I am not necessarily opposed to romantic comedies. In fact, I even confessed to my moviegoing companion on the subway ride back that I enjoyed Notting Hill. I’m pretty certain that, given the choice between rewatching a Lucio Fulci film or Notting Hill, I would opt for the former. But the truth is the truth. Notting Hill more or less works and has some good dialogue, even if Julia Roberts plays Julia Roberts and the narrative is more obvious than the need to apply suntan lotion in 120 degree weather.

Richard Curtis would go on to make one of the most unpardonably atrocious films of all time. New in Town thankfully isn’t as bad as Love Actually. But that’s hardly a consolation, for it isn’t nearly as good as Notting Hill, and Notting Hill isn’t nearly as good as at least a hundred wonderful romantic comedies. By the time you get to New in Town‘s schmaltzy tapioca spraying scene (which reminded me of Zoolander‘s satirical gasoline montage), you know that any sliver of faith you’ve placed in the film can’t possibly be redeemed.
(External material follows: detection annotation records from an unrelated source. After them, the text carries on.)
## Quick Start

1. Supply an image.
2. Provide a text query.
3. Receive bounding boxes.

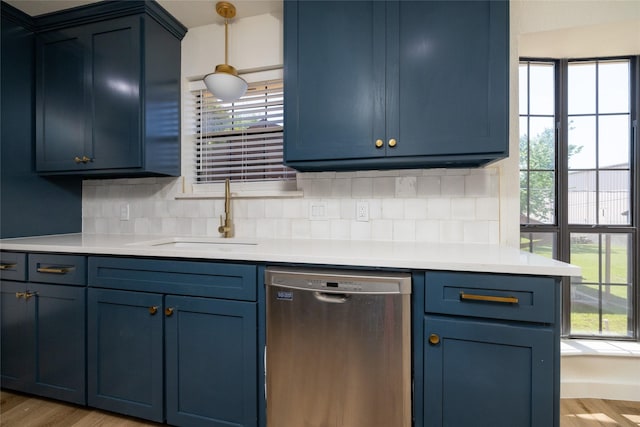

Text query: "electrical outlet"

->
[120,203,129,221]
[356,200,369,222]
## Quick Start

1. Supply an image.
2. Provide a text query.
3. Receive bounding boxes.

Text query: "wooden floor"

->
[0,390,640,427]
[560,399,640,427]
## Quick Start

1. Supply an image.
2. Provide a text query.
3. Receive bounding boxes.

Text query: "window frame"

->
[518,56,640,341]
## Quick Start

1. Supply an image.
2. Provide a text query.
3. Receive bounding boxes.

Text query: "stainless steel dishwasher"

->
[265,268,411,427]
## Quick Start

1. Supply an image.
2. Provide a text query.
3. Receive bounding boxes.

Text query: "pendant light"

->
[204,1,247,102]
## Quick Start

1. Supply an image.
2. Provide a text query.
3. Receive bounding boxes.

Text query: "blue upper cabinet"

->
[284,1,509,170]
[36,2,186,176]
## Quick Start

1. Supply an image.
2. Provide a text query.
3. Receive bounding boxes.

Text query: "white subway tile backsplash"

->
[330,219,351,240]
[416,176,441,197]
[393,219,416,242]
[439,221,464,243]
[451,197,476,220]
[404,199,427,219]
[330,177,351,199]
[371,219,393,241]
[395,176,417,198]
[371,176,396,199]
[351,221,371,240]
[416,220,440,242]
[82,168,500,243]
[351,177,373,199]
[426,196,451,220]
[382,199,404,220]
[440,175,465,196]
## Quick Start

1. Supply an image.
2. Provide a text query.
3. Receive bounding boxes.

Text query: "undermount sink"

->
[130,237,257,251]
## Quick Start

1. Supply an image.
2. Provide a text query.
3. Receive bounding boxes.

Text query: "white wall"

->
[510,0,640,401]
[83,0,640,246]
[83,9,510,244]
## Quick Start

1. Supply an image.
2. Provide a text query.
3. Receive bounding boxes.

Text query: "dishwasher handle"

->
[313,292,349,304]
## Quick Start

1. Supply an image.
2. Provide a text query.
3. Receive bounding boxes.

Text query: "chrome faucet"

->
[218,178,233,237]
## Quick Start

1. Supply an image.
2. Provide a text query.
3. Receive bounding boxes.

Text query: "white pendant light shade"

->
[204,65,247,102]
[204,1,247,102]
You see, New in Town is a romantic comedy that has a modicum of charm and better acting than a derivative movie of this type has any right to possess. Here is a movie that has pilfered elements from other rom-coms: the corporate crusader vs. the working man advocate at the heart of You’ve Got Mail, the city slicker humbled by the charms of small town life from Doc Hollywood (complete with a David Odgen Stiers-like character played by J.K. Simmons), and the romantic protagonist as a business exec who busts up companies in Pretty Woman (Renee Zellweger has replaced Richard Gere). It’s a movie so quaint and anachronistic that it even has the opening credits at the beginning. The way they used to. The way that audiences conditioned themselves to accept condescending junk without question.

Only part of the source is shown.